Dexrazoxane protects against doxorubicin-induced cardiotoxicity in susceptible human living myocardial slices: A proof-of-concept study.

BACKGROUND AND PURPOSE

The increasing number of cancer survivors has caused growing concern over chemotherapy-induced cardiotoxicity. This study aimed to investigate a novel human model of cardiotoxicity and explore cardioprotection.

EXPERIMENTAL APPROACH

Living myocardial slices (LMS) were obtained from explanted end-stage heart failure hearts, then exposed to doxorubicin (Dox) to investigate cardiotoxic effects and to dexrazoxane (Dex) to explore cardioprotection. We assessed contractile function and glucose consumption, followed by evaluation of calcium transients, structural integrity and transcriptomic changes. Additionally, electrocardiogram (ECG) alterations were analysed in patients treated with anthracyclines to corroborate the cardiotoxicity findings from LMS.

KEY RESULTS

We observed distinct functional responses to Dox, with LMS derived from some patients exhibiting high susceptibility to Dox-induced cardiotoxicity. LMS from susceptible patients displayed reduced contractile function and excitability, myofibre dyssynchrony, structural damage and decreased metabolic activity. Dex pretreatment partially mitigated these effects, preserving contractile function and preventing structural damage. Consistent with ex vivo findings, patients treated with anthracyclines exhibited acute and chronic alterations in T-, P- and R-wave morphology of the ECG, confirming variable susceptibility at the clinical level.

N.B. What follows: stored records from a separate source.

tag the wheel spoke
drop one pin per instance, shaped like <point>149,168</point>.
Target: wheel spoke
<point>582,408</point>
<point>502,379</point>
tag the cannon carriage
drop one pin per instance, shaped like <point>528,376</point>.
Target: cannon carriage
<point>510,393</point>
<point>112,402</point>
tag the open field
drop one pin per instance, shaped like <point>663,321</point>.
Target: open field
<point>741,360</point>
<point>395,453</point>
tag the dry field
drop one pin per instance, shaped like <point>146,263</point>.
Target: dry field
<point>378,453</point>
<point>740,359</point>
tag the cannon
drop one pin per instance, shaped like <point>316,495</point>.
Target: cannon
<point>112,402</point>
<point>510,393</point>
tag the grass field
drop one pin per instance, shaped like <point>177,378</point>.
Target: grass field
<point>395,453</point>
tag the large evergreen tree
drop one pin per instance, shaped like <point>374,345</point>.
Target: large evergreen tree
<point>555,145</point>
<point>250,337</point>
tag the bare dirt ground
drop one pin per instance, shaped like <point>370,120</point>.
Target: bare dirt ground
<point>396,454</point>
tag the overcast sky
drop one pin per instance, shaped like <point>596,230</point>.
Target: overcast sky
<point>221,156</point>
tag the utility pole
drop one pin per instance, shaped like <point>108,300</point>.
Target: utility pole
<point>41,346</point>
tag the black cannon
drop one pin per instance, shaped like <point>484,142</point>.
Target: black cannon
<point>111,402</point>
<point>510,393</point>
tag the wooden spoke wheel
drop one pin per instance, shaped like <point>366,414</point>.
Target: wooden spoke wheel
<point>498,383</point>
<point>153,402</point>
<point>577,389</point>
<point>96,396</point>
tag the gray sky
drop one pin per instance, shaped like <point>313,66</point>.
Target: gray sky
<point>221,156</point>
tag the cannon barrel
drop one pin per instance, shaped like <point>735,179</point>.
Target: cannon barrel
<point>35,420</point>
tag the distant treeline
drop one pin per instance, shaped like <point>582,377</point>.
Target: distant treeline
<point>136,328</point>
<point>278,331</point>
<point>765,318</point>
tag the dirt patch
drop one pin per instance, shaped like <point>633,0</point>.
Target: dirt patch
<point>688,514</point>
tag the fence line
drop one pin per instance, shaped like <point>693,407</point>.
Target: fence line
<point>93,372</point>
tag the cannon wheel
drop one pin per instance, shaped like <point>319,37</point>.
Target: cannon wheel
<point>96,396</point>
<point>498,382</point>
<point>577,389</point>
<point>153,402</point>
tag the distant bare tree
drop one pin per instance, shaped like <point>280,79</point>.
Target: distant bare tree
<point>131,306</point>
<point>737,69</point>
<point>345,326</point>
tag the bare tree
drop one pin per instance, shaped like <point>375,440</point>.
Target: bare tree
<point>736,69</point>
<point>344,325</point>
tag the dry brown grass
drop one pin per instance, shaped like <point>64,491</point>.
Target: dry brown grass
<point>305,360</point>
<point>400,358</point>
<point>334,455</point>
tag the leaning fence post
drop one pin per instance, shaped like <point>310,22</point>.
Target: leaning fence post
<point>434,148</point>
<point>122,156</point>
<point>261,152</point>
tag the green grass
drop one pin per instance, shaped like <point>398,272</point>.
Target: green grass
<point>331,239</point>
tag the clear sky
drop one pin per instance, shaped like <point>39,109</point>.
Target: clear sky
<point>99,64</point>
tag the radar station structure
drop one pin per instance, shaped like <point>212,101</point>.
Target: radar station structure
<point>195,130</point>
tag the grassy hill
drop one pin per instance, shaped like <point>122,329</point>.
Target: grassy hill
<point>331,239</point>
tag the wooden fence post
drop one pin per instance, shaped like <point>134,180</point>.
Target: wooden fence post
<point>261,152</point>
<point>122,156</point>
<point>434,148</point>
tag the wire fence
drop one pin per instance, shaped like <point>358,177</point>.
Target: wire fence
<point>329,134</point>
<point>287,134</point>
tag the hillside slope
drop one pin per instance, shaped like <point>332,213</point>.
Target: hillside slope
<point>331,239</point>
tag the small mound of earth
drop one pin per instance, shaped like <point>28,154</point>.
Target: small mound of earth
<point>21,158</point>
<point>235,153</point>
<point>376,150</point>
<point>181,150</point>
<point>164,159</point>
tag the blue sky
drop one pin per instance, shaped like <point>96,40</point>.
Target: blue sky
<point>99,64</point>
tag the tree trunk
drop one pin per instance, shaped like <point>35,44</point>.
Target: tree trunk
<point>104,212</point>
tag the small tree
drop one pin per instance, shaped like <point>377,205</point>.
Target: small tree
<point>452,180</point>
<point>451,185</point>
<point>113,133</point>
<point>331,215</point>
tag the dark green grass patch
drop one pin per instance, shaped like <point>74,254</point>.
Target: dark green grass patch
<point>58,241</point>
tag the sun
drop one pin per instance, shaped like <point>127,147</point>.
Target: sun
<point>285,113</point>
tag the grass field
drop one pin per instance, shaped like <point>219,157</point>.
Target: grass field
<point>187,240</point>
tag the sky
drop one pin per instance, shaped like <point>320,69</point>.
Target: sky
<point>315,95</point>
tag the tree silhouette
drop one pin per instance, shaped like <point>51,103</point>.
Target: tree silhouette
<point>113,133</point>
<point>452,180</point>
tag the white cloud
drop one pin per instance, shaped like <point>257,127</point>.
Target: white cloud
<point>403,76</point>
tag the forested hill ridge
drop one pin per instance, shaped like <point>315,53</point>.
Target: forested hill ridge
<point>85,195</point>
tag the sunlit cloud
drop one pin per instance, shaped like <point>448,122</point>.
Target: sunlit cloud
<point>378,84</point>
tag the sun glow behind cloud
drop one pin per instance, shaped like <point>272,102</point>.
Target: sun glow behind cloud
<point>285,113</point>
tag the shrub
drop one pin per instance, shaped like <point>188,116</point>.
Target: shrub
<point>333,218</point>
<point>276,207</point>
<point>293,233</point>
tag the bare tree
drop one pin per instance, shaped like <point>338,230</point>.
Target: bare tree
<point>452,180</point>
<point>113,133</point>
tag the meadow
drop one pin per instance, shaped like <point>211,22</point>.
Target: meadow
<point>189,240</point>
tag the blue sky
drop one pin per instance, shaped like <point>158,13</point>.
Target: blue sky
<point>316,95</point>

CONCLUSIONS AND IMPLICATIONS

We highlight the value of human LMS in studying Dox-induced cardiotoxicity and the cardioprotective potential of Dex, even when sourced from end-stage heart failure patients. Susceptible patients harboured cardiomyopathy-associated genetic mutations, suggesting that genetic screening including cardiomyopathy-associated genes, prior to anthracycline treatment, could enable improved patient risk stratification. We demonstrate the potential utility of ECG changes for early detection of subclinical cardiotoxicity.